Introduction to Fault Tolerance
Higher Fault Tolerance
Larger environments especially benefit from Graylog’s fault-tolerant architecture. Expanding the infrastructure to consume high log volumes and ensuring the system is up and available for collection and analysis can all be done with Graylog Enterprise.
How It Works
Using a load balancer, you can have multiple Graylog servers ingesting logs and providing additional interfaces for the analysts. You can configure the MongoDB and Elasticsearch databases to be redundant to ensure no data loss. Additionally, all processing pipelines utilize a message journal, allowing quick collection and storage to disk in case of a power loss, so no messages are lost.
Fault tolerance is also built into many of the agents we support via Sidecar. This approach allows hosts to locally spool their logs in case of a network outage, and once the network connection is established, the logs are sent.
Frequently Asked Questions
Can I monitor the nodes' health/state?
Yes, using our REST API, you can query the status of the hosts, with an ALIVE or DEAD response.
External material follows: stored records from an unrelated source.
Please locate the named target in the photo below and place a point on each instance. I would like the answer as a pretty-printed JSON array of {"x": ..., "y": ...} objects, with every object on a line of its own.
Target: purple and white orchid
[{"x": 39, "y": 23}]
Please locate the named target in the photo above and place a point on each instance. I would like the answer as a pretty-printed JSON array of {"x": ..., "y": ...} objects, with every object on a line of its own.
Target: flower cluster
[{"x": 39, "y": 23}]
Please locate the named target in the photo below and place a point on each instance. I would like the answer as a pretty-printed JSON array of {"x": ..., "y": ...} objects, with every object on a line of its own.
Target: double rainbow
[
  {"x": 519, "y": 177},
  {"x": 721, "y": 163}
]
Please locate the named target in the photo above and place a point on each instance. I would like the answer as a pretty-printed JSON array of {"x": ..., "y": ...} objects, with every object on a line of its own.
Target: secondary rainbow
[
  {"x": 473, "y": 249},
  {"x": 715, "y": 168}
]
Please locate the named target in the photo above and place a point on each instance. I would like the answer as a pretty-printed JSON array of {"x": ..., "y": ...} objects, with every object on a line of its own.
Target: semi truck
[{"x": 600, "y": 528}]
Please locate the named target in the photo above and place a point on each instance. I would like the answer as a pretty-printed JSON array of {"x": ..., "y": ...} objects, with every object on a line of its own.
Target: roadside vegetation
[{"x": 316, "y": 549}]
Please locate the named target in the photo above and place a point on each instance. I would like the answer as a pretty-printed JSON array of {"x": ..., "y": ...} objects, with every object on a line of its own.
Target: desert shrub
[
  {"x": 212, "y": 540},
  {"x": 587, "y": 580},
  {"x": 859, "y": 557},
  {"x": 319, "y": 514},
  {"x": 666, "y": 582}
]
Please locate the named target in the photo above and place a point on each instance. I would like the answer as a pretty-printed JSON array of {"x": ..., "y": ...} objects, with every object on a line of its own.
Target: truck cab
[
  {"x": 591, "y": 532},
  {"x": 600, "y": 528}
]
You can also manually change the state for Zero Downtime upgrades.
Can I have more than one web interface?
You can have more than one web interface for redundancy purposes, where you can front-end the access with a load balancer or proxy. This architecture also allows for centralized SSL/TLS termination and certificate management.
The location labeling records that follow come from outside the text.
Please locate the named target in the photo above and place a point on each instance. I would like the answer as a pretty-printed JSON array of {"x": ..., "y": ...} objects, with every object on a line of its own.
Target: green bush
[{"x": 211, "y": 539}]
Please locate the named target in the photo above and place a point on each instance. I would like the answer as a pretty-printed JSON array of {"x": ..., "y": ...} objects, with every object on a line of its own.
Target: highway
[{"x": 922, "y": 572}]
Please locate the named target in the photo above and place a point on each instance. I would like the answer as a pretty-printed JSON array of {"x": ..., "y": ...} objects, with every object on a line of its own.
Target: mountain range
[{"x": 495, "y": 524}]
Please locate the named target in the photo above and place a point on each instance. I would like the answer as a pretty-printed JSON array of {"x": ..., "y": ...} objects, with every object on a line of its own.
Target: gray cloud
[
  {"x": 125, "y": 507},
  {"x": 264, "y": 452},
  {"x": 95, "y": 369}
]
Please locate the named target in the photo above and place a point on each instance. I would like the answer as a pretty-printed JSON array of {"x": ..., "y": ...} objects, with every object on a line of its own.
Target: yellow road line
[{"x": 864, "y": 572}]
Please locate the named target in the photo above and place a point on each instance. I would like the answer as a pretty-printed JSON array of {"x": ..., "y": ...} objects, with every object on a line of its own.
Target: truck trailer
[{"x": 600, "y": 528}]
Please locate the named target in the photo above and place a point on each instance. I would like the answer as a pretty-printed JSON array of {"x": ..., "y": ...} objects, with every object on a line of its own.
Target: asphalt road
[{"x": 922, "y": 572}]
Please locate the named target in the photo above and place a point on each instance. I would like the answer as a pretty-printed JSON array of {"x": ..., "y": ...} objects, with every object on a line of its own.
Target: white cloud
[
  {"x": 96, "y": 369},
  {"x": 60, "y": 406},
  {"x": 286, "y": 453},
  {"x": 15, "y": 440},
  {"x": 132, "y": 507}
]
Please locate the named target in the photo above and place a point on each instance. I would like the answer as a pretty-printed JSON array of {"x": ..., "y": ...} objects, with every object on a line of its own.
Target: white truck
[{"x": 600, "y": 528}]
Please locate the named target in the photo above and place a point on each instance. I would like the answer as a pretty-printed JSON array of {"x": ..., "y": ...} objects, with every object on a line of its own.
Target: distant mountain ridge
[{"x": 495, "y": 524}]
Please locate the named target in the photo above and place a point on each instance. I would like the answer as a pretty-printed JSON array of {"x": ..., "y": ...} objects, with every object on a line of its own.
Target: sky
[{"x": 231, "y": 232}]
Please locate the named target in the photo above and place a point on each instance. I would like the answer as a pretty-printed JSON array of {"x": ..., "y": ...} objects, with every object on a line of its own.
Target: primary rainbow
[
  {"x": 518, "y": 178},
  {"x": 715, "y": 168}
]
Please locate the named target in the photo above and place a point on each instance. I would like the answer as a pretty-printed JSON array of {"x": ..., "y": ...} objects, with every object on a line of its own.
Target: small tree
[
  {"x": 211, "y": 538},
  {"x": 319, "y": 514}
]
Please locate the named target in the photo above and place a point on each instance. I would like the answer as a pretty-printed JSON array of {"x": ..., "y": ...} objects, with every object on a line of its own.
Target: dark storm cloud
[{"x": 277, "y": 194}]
Can I adjust my journal size depending on my log volume?
You can adjust your journal size as desired, keeping in mind disk requirements. This flexibility allows for longer network outages or upgrade times, while not losing any messages.
Will I need to configure roles/permissions independently at each Graylog server?
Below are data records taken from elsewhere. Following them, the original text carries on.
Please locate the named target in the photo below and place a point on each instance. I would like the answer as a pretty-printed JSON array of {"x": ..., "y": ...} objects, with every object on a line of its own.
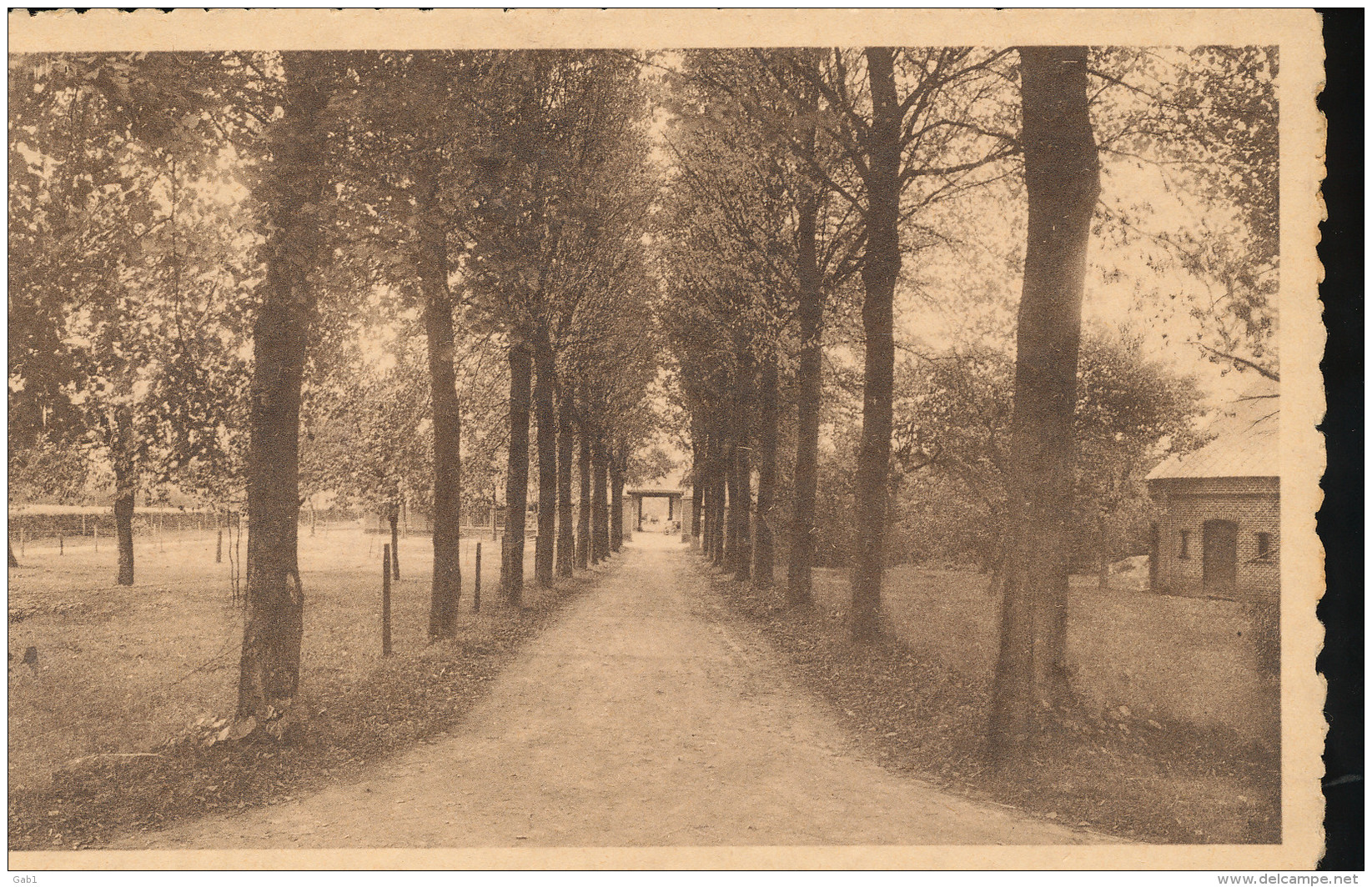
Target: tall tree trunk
[
  {"x": 706, "y": 504},
  {"x": 446, "y": 589},
  {"x": 765, "y": 551},
  {"x": 395, "y": 539},
  {"x": 881, "y": 268},
  {"x": 723, "y": 468},
  {"x": 583, "y": 512},
  {"x": 125, "y": 484},
  {"x": 697, "y": 489},
  {"x": 616, "y": 502},
  {"x": 1063, "y": 180},
  {"x": 516, "y": 476},
  {"x": 808, "y": 397},
  {"x": 565, "y": 435},
  {"x": 545, "y": 406},
  {"x": 600, "y": 502},
  {"x": 741, "y": 491},
  {"x": 269, "y": 668},
  {"x": 731, "y": 508}
]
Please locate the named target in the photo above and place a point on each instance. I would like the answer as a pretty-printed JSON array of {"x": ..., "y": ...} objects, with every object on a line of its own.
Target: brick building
[{"x": 1219, "y": 521}]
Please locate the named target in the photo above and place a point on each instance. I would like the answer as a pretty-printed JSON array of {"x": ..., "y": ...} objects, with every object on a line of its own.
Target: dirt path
[{"x": 637, "y": 720}]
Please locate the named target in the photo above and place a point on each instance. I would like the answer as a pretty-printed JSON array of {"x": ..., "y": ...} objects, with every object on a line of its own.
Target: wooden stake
[
  {"x": 476, "y": 589},
  {"x": 386, "y": 601}
]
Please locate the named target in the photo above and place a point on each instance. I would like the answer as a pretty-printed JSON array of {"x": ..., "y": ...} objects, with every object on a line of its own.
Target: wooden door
[{"x": 1220, "y": 555}]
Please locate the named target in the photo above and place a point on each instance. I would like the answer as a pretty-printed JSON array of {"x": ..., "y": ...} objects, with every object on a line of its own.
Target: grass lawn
[
  {"x": 121, "y": 670},
  {"x": 919, "y": 695}
]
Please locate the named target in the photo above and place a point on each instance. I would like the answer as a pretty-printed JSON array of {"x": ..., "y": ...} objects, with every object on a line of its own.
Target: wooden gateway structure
[{"x": 676, "y": 512}]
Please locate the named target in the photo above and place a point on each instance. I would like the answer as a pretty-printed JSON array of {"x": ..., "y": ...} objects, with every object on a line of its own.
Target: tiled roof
[{"x": 1244, "y": 440}]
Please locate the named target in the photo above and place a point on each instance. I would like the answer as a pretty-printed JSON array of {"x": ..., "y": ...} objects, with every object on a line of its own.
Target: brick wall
[{"x": 1184, "y": 505}]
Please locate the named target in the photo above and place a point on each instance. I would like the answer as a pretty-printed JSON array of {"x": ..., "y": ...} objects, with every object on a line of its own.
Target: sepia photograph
[{"x": 838, "y": 438}]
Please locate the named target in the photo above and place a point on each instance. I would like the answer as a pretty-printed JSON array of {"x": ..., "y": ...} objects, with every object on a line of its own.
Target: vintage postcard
[{"x": 663, "y": 438}]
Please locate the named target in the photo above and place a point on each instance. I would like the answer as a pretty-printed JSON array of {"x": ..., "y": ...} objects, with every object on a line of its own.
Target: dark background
[{"x": 1340, "y": 517}]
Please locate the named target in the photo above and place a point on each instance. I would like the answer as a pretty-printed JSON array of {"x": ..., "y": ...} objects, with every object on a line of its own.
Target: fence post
[
  {"x": 386, "y": 601},
  {"x": 476, "y": 589}
]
No. All configurations are replicated, including SAML/SSO role mappings.
Does all this fault tolerance incur a performance penalty?
No. In fact, when properly configured, it will both increase your ingest performance and decrease the time to return the results of a search.
Can Graylog handle multi-site replication?
Yes. There are multiple ways to provide multi-site replication using Graylog.
Can Graylog notify another system if it detects a fault?
Yes. Graylog supports multiple notification mechanisms. In version 3.0, Graylog supports actions triggered by an alert that can invoke a script to act outside of Graylog.
What other methods can be used to make my environment more fault-tolerant?
Due to Graylog’s open nature and support of other open technologies, you can leverage message queuing technologies to increase your control over the flow of data. You can provide an easier method for developers to deliver logs while increasing fault tolerance.